The Monte Carlo method is a numerical method of solving mathematical problems by the simulation of random variables. It performs simulation of any process whose development is influenced by random factors, but also if the given problem involves no chance, the method enables artificial construction of a probabilistic model.

The generally accepted birth date of this method is 1949 when an article entitled "The Monte Carlo method" by Metropolis and Ulam appeared. Curiously enough, the theoretical foundation of the method had been known long before first articles were published. Well before 1949 certain problems in statistics were sometimes solved by means of random sampling - that is, in fact, by the Monte Carlo method.

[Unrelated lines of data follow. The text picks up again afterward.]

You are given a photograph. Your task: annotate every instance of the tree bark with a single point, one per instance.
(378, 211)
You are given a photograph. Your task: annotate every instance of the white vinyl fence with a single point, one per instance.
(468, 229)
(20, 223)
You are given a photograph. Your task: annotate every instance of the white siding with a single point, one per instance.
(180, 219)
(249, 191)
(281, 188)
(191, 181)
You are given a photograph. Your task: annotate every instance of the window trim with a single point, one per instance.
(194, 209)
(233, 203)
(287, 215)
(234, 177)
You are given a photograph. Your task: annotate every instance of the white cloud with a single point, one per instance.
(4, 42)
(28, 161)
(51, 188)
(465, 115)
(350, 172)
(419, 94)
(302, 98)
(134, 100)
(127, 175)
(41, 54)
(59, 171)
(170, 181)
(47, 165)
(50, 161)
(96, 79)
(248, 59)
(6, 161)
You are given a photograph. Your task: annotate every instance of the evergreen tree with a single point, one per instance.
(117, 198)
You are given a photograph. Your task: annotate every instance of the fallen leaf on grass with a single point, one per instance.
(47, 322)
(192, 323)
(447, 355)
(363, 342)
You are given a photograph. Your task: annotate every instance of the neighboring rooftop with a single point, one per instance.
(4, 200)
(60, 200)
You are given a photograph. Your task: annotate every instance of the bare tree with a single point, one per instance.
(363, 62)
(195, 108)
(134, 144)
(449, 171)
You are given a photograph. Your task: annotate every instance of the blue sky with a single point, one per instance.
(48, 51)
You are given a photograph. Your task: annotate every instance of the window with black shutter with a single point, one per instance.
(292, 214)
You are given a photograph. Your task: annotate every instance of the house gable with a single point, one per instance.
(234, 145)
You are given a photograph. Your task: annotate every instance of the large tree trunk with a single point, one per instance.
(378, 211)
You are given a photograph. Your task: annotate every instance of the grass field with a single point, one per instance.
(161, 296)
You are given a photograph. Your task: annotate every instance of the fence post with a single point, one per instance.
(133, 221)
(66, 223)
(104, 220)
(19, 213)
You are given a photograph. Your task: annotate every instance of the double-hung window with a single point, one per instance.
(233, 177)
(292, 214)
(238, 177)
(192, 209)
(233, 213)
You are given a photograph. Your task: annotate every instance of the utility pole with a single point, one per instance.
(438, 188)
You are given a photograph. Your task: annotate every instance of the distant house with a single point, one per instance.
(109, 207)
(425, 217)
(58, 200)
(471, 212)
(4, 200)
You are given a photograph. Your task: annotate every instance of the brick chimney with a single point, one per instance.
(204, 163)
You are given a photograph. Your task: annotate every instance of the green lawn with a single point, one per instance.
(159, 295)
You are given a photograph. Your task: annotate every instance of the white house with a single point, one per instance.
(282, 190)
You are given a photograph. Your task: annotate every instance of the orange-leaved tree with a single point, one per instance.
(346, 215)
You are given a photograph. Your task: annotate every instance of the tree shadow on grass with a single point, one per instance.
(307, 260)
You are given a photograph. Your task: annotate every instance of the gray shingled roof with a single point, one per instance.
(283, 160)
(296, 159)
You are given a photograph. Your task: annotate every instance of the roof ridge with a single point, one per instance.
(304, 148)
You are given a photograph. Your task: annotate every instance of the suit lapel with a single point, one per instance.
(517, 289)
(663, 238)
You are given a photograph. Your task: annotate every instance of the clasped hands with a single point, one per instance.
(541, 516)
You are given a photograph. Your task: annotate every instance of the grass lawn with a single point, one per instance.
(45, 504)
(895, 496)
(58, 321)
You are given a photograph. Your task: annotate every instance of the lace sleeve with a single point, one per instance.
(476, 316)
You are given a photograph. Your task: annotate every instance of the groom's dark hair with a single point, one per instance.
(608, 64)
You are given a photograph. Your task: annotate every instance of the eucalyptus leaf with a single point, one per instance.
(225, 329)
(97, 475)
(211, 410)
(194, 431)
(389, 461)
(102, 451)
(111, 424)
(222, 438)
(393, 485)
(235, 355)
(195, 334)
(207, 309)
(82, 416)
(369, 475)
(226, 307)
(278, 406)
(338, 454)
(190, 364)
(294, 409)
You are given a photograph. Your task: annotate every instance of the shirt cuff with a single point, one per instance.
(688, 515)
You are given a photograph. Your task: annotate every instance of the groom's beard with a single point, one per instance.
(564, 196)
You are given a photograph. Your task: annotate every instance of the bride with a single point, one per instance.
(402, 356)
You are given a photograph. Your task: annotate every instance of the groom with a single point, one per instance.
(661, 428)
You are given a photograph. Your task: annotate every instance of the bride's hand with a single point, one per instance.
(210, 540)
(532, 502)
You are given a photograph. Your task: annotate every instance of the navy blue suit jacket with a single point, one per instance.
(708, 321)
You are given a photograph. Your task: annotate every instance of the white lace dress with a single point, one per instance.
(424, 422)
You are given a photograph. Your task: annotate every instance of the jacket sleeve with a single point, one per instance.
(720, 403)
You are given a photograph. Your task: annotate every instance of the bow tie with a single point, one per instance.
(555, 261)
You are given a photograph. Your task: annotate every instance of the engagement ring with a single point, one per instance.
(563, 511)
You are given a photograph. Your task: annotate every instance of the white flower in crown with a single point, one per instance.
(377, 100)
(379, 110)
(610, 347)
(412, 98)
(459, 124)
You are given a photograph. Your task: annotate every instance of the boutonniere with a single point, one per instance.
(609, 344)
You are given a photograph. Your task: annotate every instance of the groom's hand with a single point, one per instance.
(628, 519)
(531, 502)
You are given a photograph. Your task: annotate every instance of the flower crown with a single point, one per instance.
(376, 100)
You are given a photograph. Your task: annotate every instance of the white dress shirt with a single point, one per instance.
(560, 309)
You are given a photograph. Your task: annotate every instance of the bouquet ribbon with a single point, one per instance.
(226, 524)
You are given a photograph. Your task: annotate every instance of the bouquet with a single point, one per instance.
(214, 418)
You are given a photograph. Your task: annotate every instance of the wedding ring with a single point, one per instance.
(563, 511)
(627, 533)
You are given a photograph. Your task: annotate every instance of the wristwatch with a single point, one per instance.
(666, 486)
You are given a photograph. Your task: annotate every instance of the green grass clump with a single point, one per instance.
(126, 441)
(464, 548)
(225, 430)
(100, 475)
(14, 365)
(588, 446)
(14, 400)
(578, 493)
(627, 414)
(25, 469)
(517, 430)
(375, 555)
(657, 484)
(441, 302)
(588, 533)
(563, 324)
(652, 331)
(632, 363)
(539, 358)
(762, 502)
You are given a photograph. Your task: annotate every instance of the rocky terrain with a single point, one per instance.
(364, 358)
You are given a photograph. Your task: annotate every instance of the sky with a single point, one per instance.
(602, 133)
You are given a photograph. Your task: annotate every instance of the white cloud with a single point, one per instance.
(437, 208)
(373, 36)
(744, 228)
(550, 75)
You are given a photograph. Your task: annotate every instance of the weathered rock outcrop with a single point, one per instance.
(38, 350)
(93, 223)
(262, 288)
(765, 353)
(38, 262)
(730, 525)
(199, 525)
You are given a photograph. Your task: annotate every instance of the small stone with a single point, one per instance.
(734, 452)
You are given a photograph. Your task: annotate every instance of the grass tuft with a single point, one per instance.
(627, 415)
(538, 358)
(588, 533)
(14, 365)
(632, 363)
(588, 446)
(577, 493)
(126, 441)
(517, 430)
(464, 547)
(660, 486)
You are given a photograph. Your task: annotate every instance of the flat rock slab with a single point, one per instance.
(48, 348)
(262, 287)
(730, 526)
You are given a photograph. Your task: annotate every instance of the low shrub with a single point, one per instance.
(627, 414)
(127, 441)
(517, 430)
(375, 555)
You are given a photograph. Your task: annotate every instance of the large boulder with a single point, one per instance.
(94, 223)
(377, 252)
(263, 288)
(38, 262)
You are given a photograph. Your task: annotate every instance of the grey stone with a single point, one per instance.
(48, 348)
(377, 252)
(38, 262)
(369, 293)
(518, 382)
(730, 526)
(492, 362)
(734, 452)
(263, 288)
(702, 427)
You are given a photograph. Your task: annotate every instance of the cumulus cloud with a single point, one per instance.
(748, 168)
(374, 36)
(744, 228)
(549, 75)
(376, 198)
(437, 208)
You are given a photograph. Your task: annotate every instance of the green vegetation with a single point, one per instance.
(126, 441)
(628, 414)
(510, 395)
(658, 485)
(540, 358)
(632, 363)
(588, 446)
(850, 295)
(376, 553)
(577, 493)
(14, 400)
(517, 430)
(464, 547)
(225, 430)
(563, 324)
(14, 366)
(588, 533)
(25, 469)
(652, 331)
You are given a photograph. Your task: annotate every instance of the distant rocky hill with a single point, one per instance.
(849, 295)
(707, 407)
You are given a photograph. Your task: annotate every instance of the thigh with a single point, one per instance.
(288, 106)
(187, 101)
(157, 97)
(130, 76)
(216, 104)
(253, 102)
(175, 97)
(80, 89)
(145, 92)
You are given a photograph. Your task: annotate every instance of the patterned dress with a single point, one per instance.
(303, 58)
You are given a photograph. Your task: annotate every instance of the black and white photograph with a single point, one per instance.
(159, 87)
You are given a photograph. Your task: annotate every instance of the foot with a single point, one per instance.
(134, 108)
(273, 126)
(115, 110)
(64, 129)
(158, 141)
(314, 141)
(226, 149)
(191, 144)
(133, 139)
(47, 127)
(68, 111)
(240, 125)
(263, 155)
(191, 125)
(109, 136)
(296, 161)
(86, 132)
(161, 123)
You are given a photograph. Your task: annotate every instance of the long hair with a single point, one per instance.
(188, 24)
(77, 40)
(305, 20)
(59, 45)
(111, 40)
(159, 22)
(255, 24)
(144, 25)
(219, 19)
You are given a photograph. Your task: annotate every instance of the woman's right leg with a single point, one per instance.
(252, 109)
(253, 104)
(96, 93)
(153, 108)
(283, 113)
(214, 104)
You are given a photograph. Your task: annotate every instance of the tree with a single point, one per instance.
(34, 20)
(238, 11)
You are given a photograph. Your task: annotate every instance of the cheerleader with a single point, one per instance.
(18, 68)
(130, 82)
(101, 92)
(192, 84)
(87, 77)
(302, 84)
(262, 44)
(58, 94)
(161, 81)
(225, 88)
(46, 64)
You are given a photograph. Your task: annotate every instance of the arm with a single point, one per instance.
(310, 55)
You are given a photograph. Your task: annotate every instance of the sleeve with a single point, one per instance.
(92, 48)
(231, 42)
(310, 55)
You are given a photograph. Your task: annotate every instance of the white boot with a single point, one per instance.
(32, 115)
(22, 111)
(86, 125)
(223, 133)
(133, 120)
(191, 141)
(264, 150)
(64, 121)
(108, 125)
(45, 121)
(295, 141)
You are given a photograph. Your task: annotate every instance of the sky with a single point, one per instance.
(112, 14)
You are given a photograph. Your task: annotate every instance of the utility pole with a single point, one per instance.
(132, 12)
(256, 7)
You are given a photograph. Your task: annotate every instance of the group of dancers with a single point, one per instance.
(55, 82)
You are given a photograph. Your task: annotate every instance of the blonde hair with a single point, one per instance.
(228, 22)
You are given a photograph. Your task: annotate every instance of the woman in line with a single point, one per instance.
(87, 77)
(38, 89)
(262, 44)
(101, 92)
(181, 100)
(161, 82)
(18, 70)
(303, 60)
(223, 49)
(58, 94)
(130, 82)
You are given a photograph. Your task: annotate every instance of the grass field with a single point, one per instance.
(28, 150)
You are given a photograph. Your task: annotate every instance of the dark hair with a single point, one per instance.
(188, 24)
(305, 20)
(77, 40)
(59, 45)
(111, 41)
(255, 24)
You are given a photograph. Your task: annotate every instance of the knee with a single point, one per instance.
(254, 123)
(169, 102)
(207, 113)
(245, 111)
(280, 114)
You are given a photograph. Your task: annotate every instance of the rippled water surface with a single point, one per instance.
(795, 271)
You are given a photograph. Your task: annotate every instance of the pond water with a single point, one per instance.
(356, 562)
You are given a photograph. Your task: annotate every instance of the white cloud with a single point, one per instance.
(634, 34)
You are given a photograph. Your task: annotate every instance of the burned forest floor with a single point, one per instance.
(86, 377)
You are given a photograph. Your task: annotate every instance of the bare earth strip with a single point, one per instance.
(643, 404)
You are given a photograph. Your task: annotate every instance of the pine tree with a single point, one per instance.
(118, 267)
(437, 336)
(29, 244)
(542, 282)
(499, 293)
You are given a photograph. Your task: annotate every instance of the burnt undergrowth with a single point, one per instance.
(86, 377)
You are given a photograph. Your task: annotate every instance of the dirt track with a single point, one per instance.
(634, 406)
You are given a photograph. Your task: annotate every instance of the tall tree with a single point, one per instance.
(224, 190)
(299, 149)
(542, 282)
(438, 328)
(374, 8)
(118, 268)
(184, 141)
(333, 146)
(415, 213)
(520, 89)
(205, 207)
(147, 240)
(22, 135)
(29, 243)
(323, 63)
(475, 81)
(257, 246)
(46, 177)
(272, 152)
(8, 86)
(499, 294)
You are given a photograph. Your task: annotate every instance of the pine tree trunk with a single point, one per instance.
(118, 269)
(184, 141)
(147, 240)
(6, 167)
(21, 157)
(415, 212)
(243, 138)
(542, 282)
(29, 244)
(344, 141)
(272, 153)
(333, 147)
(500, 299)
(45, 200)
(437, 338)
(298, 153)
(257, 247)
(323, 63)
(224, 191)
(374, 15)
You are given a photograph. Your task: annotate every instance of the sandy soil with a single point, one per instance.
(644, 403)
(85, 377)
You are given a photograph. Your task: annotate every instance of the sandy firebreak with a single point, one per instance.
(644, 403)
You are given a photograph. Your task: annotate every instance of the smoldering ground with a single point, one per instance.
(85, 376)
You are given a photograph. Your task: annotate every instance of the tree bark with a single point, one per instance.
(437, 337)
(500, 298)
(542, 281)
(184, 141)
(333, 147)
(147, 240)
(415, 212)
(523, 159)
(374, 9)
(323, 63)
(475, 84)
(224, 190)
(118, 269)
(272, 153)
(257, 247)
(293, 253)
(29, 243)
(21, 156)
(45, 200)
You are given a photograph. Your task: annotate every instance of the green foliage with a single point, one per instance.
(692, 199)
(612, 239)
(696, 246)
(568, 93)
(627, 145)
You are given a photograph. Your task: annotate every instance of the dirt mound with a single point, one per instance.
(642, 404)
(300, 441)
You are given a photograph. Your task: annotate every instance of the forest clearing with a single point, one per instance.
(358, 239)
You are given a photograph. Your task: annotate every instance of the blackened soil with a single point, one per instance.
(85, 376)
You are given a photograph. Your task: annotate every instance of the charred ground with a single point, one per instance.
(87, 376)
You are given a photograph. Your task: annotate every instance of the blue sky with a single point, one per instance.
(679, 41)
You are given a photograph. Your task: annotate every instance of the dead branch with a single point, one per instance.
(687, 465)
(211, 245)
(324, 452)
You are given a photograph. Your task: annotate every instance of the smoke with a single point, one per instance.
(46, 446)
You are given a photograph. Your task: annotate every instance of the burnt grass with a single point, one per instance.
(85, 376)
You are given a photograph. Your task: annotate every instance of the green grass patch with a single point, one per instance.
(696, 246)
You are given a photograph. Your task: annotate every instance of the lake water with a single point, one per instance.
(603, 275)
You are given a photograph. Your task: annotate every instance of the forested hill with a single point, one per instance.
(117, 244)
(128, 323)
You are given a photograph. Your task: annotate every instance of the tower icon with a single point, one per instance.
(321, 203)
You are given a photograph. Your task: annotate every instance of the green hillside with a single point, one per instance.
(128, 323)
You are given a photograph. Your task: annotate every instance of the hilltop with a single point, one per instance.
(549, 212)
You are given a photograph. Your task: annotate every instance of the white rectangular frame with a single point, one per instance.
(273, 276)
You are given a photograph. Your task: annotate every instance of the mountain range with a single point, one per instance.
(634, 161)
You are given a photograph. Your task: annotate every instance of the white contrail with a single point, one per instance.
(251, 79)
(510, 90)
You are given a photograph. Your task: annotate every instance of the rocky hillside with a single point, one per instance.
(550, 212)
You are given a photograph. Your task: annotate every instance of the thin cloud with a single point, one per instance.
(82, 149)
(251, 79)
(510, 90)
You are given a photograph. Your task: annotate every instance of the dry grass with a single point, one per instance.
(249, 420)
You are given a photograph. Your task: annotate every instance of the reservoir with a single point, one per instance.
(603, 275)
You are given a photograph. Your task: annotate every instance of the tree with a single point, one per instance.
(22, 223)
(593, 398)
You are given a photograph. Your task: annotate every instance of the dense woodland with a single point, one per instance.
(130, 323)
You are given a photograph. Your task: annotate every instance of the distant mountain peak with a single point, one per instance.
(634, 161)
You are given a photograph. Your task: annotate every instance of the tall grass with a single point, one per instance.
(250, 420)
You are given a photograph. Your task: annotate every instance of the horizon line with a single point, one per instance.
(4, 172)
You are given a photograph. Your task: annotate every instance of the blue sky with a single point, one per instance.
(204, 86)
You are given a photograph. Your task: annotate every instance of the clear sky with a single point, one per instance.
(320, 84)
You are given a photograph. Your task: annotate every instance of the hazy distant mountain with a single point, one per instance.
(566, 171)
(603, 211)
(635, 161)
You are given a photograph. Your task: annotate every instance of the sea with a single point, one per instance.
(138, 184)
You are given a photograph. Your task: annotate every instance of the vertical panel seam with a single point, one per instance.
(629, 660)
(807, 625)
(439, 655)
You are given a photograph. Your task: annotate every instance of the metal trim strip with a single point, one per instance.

However, because simulation of random variables by hand is a laborious process, the use of the Monte Carlo method as a universal numerical technique became practical only with the advent of computers and high-quality pseudorandom number generators.

Monte Carlo is one of the most versatile and widly used numerical methods, unbeatable for solving multidimensional problems in composite domains. However, the Monte Carlo method can be very slow. That is why much of the effort in development of Monte Carlo has been in construction of variance reduction methods which speed up the computation.

While numerical integration remains a major Monte Carlo application, the MCM is used for a staggering number of applications. A large class of other MCM applications can be described as MCMs based on the construction of Markov chains as the probability distribution used for calculating expected values. These include methods based on both discrete and continuous Markov chains. These MCMs are used to solve problems in transport theory, nuclear medicine, computer graphics, finance, biophysics, porous media, computational chemistry, materials science and nuclear weapons design.